The vibrissa sensory system is widely employed for studies of neural processing and behavior. Several lines of inference suggest that small amplitude, high-frequency ‘micromotions’ are a key sensory signal in this system (Carvell and Simons, 1990; Neimark et al., 2003; Arabzadeh et al., 2003), and recent studies have detailed these micromotions in the awake, freely-behaving animal (Ritt et al., 2008). At the point of entry to the system, the mechanical properties of the vibrissae likely impact the transduction of these sensory signals. For example, recent studies have shown that vibrissae resonate, generating a several fold increase in motion amplitude when stimulated at their fundamental resonance frequency (Neimark et al. 2002; Hartmann et al. 2003; Neimark et al. 2003; Andermann et al. 2004; Mehta and Kleinfeld 2004; Moore and Andermann 2005; Ritt et al., 2008). This pattern of frequency-specific transduction has recently been observed in animals freely sampling a variety of surfaces with their vibrissae (Ritt et al., 2008). In this context, resonance tuning was robust during contact with rough and smooth surfaces, and during more ballistic and more periodic signal transmission, indicating that these embodied mechanical properties shape representation during the transduction of a variety of types of tactual ‘natural scenes’ (Ritt et al., 2008).

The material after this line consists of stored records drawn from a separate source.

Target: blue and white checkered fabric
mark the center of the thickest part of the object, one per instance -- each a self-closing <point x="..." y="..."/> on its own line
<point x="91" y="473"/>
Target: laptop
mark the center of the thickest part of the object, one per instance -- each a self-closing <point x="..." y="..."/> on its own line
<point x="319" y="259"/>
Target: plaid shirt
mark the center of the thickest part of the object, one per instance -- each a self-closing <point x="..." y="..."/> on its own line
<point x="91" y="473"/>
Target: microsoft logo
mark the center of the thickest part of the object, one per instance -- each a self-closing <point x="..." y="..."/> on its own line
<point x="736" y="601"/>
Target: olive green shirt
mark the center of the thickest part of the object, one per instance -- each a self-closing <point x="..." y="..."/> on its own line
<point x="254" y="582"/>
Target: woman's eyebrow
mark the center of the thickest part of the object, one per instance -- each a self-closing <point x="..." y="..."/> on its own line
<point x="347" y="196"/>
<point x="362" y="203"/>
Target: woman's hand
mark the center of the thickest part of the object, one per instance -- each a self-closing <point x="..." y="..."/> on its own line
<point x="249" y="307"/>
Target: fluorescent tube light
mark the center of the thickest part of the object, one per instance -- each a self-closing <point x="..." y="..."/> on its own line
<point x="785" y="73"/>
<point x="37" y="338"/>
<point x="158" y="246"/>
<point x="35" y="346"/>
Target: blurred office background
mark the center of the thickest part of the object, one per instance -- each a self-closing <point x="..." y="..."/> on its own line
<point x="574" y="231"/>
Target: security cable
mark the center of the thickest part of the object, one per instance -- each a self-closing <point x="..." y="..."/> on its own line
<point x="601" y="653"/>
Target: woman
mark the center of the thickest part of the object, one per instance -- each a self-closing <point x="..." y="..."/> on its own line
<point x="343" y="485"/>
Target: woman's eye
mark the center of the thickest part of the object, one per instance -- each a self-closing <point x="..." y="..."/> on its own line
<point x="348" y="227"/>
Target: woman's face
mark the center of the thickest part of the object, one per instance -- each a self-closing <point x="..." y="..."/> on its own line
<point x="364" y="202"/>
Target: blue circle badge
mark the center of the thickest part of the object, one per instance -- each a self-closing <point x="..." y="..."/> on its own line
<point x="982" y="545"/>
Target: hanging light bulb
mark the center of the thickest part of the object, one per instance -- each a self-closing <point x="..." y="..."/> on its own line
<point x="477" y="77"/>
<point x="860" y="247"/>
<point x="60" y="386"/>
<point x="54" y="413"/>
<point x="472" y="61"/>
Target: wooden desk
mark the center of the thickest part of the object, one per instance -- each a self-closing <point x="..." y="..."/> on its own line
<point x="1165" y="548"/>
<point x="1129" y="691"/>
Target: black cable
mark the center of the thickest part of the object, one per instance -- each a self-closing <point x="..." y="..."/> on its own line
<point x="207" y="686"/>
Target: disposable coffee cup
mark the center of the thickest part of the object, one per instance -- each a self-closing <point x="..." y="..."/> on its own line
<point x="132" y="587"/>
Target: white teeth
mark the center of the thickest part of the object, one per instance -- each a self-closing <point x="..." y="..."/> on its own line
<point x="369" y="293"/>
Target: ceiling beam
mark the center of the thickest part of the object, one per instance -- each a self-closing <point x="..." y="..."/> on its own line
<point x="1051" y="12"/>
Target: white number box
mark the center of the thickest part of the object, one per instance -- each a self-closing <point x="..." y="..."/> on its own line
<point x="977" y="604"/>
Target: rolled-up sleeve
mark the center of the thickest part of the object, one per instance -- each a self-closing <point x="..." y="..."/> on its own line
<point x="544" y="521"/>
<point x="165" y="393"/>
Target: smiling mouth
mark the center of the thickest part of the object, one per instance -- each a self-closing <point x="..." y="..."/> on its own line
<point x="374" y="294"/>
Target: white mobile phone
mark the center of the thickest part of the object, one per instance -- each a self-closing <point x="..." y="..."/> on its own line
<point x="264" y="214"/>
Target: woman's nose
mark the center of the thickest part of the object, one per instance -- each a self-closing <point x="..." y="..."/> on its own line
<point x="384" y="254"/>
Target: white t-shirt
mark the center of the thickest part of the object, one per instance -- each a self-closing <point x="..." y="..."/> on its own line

Resonance-dependent amplification by the vibrissae confers band-pass neural tuning to rat trigeminal ganglion (NV) and SI neurons (Andermann et al. 2004). Further, because vibrissa resonance is dependent on vibrissa length (Hartmann et al. 2003; Neimark et al. 2003), and length varies systematically from caudal to rostral across the vibrissa pad (Brecht et al. 1997), a map of frequency-tuned neurons is overlaid on the somatotopic representation of vibrissa position. Along a dorsal-ventral arc, vibrissae have similar lengths and in turn similar frequency tuning, generating isofrequency ‘columns’ that span multiple vibrissa-related barrel columns in SI (Andermann et al. 2004).

Based on these findings, we hypothesized that resonance may contribute to the specificity of vibrissa-based frequency discrimination, by generating frequency tuning in peripheral and central neurons, and by selective engagement of regions within somatotopic maps. Further, mechanical amplification due to resonance may facilitate the detection of high-frequency information, transforming small inputs that would otherwise not surpass the sensory neural threshold into suprathreshold stimuli (Neimark et al. 2003; Moore and Andermann 2005). In the present study, we tested the impact of frequency-specific mechanical amplification on the likelihood of driving a significant neural response and, more generally, on the amplitude of sensory responses relative to input strength. To address these questions, we presented a large range of sinusoidal stimuli varying in frequency and amplitude to a vibrissa while recording neural activity, permitting the construction of minimal amplitude tuning curves (MATCs), as commonly employed in the auditory system.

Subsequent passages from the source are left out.